I will briefly explain a simple CNN architecture and important functions in between.

A simple CNN architecture includes the convolution, activation function, pooling, flattening operations which might be then connected to a regular neural network (dense layer) with a softmax classifier (for normal classification) or multiple sigmoid outputs (for multi-class classificaton).

In this post I will only focus on why convolution is useful.

Why Convolutions?

Regular neural networks can learn from pixels also, but it will use all pixels as inputs and meanwhile might overfit to the noise in the image. This way a regular NN needs many more images to learn the relations between pixels and much it will have much more parameters to learn. But we can make it easier for it learn by focusing on the probably most important information in an image.

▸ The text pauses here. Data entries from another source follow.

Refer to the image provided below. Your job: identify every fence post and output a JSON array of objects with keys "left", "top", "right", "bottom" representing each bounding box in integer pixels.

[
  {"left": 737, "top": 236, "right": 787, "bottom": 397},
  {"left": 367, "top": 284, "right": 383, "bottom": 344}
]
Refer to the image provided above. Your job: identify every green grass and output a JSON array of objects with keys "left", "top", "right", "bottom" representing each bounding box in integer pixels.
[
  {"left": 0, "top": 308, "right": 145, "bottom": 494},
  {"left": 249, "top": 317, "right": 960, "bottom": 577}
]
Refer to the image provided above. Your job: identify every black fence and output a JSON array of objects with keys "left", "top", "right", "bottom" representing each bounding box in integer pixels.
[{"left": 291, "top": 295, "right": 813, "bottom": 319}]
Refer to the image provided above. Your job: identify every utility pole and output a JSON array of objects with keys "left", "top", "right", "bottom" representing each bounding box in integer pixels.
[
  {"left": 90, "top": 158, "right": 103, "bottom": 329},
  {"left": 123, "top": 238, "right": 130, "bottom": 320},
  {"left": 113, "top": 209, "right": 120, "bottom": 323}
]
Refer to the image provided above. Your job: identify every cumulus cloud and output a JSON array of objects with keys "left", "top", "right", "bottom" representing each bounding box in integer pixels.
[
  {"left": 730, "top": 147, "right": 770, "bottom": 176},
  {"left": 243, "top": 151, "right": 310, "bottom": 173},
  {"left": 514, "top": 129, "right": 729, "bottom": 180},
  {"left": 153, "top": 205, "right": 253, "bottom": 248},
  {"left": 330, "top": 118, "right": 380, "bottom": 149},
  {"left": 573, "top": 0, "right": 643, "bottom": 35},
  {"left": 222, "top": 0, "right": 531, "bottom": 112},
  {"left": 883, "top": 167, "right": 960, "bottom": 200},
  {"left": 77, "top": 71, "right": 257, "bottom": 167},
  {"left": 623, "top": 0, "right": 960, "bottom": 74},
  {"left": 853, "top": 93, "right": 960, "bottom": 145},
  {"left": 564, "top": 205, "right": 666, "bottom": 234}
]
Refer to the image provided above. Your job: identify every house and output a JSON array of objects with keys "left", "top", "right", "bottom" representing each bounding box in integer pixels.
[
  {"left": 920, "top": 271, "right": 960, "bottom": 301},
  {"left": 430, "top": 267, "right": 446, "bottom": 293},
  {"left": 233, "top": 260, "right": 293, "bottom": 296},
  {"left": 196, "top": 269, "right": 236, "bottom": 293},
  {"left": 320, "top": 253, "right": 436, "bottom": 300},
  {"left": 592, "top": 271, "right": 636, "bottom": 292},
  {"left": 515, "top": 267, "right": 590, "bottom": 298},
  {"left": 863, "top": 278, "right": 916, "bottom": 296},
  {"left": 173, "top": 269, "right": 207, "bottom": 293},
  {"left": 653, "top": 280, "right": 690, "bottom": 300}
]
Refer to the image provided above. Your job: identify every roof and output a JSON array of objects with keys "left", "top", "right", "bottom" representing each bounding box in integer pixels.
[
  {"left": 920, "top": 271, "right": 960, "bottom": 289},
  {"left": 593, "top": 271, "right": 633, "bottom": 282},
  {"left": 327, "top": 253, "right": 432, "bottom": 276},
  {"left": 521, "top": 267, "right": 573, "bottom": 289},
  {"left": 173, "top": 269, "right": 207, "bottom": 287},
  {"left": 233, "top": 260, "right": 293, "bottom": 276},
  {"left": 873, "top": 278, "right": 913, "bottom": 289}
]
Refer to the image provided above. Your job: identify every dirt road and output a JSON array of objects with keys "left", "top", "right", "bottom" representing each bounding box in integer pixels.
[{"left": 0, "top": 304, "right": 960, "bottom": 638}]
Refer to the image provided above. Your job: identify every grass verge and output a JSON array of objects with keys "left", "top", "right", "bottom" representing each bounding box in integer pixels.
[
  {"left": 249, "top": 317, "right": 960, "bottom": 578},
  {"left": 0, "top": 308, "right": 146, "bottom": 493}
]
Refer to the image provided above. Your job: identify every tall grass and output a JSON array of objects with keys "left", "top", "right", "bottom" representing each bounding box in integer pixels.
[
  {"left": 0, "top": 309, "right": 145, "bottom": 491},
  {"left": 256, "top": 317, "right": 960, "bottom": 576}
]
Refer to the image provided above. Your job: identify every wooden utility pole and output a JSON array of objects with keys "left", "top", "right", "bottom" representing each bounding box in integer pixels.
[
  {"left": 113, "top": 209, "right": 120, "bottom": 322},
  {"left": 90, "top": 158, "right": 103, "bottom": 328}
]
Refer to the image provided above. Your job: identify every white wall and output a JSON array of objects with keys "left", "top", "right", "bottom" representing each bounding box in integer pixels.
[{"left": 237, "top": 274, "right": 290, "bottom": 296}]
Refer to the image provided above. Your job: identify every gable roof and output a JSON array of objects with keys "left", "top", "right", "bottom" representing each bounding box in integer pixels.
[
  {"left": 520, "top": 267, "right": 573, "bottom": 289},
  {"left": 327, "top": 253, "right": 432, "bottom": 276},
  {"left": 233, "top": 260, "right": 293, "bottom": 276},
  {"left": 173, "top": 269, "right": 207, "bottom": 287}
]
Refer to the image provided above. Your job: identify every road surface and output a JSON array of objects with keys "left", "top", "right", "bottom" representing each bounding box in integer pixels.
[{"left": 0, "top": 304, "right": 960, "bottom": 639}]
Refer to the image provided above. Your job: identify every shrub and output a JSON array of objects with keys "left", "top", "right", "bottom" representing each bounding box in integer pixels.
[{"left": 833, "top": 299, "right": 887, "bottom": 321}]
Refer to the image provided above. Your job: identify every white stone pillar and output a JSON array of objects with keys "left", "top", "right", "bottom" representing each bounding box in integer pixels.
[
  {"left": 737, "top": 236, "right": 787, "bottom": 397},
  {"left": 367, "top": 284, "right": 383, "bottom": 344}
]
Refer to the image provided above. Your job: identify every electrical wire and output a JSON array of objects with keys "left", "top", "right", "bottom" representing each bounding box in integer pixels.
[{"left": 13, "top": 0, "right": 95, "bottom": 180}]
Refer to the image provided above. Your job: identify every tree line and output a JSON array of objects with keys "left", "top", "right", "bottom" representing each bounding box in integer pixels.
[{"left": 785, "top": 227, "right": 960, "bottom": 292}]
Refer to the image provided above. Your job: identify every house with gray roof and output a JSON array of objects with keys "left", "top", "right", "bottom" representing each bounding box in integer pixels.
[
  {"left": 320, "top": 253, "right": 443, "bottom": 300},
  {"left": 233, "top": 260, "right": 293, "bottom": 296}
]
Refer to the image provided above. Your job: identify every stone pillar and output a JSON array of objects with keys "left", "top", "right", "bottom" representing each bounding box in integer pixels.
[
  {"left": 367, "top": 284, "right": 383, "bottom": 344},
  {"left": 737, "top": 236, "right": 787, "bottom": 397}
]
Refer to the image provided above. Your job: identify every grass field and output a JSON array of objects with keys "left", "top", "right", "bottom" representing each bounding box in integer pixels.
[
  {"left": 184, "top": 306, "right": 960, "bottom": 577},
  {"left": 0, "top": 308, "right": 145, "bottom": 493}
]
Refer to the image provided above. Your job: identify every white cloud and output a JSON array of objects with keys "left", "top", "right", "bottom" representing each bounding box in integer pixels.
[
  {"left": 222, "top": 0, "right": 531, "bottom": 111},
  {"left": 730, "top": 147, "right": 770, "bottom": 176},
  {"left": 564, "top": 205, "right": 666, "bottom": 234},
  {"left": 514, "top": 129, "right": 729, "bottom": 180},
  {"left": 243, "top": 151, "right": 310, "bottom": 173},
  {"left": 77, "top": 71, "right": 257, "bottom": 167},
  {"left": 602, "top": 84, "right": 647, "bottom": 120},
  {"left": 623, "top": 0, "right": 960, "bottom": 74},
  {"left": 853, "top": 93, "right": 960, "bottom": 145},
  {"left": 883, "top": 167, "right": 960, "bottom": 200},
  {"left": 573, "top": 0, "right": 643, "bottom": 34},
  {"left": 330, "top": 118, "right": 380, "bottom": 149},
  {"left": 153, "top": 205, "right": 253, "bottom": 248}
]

To human eye, a single pixel has no value, but a group of pixels can form a shape (eye, cat, etc.). Especially close pixels can carry more meaningful spatial information. This means if we focus on regions, rather than single pixels, we might even be able to avoid looking to the whole picture -> hence we will have less features (pixels) to care about and less parameters -> this way we can learn faster in a more efficient way.

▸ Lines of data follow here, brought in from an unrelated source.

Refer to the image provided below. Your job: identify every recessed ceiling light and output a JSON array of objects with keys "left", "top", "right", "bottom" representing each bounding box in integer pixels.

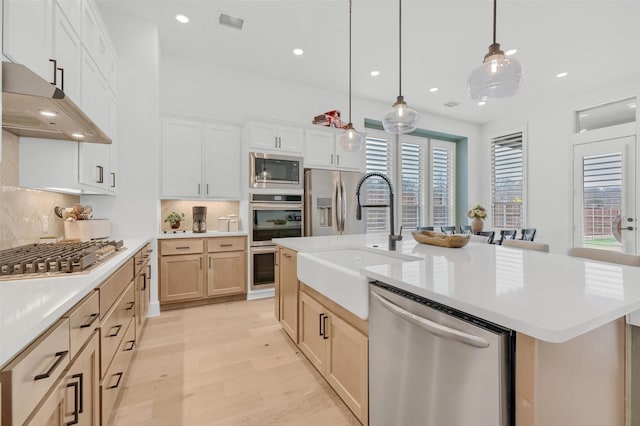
[{"left": 176, "top": 13, "right": 189, "bottom": 24}]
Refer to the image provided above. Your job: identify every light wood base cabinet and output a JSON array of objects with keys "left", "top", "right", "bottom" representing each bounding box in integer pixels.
[
  {"left": 159, "top": 236, "right": 247, "bottom": 308},
  {"left": 299, "top": 291, "right": 369, "bottom": 425}
]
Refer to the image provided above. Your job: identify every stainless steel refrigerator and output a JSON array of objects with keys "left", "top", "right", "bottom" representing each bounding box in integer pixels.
[{"left": 304, "top": 169, "right": 365, "bottom": 236}]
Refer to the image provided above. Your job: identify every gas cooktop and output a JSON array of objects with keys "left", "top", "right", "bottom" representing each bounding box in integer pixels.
[{"left": 0, "top": 240, "right": 125, "bottom": 280}]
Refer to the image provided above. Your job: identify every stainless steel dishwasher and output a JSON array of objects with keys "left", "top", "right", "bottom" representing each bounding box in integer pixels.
[{"left": 369, "top": 282, "right": 515, "bottom": 426}]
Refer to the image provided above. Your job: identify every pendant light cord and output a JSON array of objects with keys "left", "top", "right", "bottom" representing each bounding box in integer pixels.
[
  {"left": 349, "top": 0, "right": 352, "bottom": 123},
  {"left": 493, "top": 0, "right": 498, "bottom": 44},
  {"left": 398, "top": 0, "right": 402, "bottom": 96}
]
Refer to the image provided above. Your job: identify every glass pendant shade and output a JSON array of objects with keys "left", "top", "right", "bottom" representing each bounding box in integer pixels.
[
  {"left": 468, "top": 49, "right": 522, "bottom": 101},
  {"left": 338, "top": 123, "right": 364, "bottom": 152},
  {"left": 382, "top": 96, "right": 418, "bottom": 135}
]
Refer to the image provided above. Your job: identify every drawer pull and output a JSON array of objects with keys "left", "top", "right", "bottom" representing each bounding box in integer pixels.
[
  {"left": 80, "top": 314, "right": 100, "bottom": 328},
  {"left": 123, "top": 340, "right": 136, "bottom": 352},
  {"left": 109, "top": 373, "right": 124, "bottom": 389},
  {"left": 33, "top": 351, "right": 69, "bottom": 380},
  {"left": 67, "top": 376, "right": 80, "bottom": 426},
  {"left": 107, "top": 325, "right": 122, "bottom": 337}
]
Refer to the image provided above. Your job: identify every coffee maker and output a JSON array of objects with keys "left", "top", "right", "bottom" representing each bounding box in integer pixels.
[{"left": 192, "top": 206, "right": 207, "bottom": 232}]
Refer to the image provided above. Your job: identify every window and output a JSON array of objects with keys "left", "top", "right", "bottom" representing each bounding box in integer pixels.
[
  {"left": 363, "top": 138, "right": 392, "bottom": 232},
  {"left": 491, "top": 132, "right": 526, "bottom": 229},
  {"left": 364, "top": 136, "right": 456, "bottom": 232}
]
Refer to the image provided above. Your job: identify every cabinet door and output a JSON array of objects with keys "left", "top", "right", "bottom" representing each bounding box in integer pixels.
[
  {"left": 249, "top": 122, "right": 278, "bottom": 151},
  {"left": 2, "top": 0, "right": 54, "bottom": 82},
  {"left": 162, "top": 119, "right": 202, "bottom": 197},
  {"left": 300, "top": 293, "right": 328, "bottom": 374},
  {"left": 52, "top": 4, "right": 81, "bottom": 102},
  {"left": 160, "top": 254, "right": 204, "bottom": 303},
  {"left": 207, "top": 251, "right": 247, "bottom": 296},
  {"left": 64, "top": 333, "right": 100, "bottom": 426},
  {"left": 203, "top": 125, "right": 241, "bottom": 199},
  {"left": 325, "top": 313, "right": 369, "bottom": 424},
  {"left": 278, "top": 126, "right": 304, "bottom": 154},
  {"left": 335, "top": 142, "right": 366, "bottom": 172},
  {"left": 304, "top": 130, "right": 335, "bottom": 169},
  {"left": 280, "top": 248, "right": 299, "bottom": 343}
]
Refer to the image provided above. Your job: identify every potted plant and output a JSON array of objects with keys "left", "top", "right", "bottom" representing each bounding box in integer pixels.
[
  {"left": 467, "top": 204, "right": 487, "bottom": 234},
  {"left": 164, "top": 212, "right": 184, "bottom": 229}
]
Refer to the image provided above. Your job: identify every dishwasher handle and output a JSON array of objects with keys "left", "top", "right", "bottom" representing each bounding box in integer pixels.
[{"left": 371, "top": 292, "right": 489, "bottom": 349}]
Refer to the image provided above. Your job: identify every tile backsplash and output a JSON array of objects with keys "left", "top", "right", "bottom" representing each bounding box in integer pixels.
[
  {"left": 160, "top": 200, "right": 240, "bottom": 231},
  {"left": 0, "top": 130, "right": 80, "bottom": 250}
]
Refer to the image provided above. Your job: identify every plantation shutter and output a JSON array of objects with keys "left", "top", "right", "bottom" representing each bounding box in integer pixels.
[{"left": 491, "top": 132, "right": 525, "bottom": 229}]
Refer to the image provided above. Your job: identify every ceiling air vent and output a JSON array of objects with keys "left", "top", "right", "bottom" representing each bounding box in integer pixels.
[{"left": 218, "top": 13, "right": 244, "bottom": 30}]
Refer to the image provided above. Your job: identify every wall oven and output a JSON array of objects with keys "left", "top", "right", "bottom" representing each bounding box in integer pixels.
[
  {"left": 249, "top": 194, "right": 304, "bottom": 290},
  {"left": 249, "top": 152, "right": 303, "bottom": 189}
]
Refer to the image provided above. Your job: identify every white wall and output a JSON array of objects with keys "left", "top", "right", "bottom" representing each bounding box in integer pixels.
[
  {"left": 478, "top": 80, "right": 640, "bottom": 253},
  {"left": 81, "top": 10, "right": 160, "bottom": 315}
]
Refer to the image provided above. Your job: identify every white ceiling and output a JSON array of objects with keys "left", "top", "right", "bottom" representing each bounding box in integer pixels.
[{"left": 98, "top": 0, "right": 640, "bottom": 123}]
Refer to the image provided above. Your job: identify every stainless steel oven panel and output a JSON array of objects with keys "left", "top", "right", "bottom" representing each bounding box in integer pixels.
[
  {"left": 249, "top": 245, "right": 276, "bottom": 290},
  {"left": 249, "top": 202, "right": 304, "bottom": 247},
  {"left": 249, "top": 152, "right": 304, "bottom": 189}
]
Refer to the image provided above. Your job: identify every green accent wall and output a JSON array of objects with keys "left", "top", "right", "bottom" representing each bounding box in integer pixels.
[{"left": 364, "top": 118, "right": 469, "bottom": 226}]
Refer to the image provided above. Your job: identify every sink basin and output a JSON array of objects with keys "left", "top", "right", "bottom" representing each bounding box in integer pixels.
[{"left": 298, "top": 247, "right": 422, "bottom": 320}]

This is what the convolution operation does. It looks at a region in an image and adds a non-linearity function (activation function) just like a regular neural network. This way the relation between pixels can be understood with much less parameters and processing. This is also called Sparsity of Connections. Another advantage, the information we learn by looking at small regions share many features (like edges, corners) which can be generalized across the image and re-used for many regions over the image. Being able to re-use the same convolution operation (or filter) is called Parameter Sharing and it also reduces the parameters in CNN (that has to be learned.).

To summarize, the Sparsity of Connections and Parameter Sharing makes the convolution operation particularly useful in CNNs.